But in the subsequent data update operation, after updating the database, will the cache be updated or deleted? Or is it to delete the cache first, and then update the database?

Cache update strategy

In theory, setting an expiration time for the cache is actually a manifestation of eventual consistency. Under this scheme, an expiration time can be set for the data stored in the cache, all write operations are subject to the database, and only the best efforts are required for the cache operation. That is to say, if the database is successfully written and the cache update fails, as long as the expiration time is reached, subsequent read requests will naturally read the new value from the database and then backfill the cache. This is also the most commonly used method in general.

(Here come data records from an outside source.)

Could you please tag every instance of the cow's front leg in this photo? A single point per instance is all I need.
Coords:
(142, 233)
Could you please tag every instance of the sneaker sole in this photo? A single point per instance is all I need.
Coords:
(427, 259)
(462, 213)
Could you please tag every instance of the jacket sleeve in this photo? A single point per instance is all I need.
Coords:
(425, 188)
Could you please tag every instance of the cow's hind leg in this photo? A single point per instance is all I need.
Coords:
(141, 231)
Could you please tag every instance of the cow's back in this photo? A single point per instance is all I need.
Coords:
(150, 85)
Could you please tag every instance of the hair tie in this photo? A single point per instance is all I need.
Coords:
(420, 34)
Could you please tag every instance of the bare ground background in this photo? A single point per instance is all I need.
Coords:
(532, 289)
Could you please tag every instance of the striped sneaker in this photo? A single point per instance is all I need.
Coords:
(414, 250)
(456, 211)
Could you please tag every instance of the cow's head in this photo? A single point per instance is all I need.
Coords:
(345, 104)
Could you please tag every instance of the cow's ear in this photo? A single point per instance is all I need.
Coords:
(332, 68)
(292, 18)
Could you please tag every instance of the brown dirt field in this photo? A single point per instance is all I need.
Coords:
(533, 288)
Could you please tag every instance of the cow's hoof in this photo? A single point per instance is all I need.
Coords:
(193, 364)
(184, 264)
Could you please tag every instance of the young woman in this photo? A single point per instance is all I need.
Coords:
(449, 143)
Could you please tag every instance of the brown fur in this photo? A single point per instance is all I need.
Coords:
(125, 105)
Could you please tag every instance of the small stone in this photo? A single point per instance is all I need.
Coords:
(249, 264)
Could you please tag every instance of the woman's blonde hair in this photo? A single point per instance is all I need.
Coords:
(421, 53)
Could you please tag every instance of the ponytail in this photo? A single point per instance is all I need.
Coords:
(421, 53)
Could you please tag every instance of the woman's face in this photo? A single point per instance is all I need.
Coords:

Update the database first and then update the cache

In fact, many experienced friends are very opposed to this scheme. Why, let's analyze it.

First of all, this solution will have thread safety issues.

For example, if thread A and thread B are updating data at the same time, the following execution sequence may occur.

(1) Thread A updated the database
(2) Thread B updated the database
(3) Thread B updated the cache
(4) Thread A updated the cache

At this time, there will be inconsistencies between the data in the database and the cached data. This is because thread A updates the database first. Maybe because of abnormal conditions such as the network, thread B updates the database and then updates the cache. When thread B updates the cache Later, thread A updates the cache, which leads to inconsistencies between the database data and the cache data.

Secondly, this solution also has its inapplicable business scenarios.

The first business scenario is a scenario where the database writes more and less reads. In this scenario, the strategy of updating the database first and then updating the cache will cause the cache to be updated frequently if it is not read, which greatly wastes the server's performance.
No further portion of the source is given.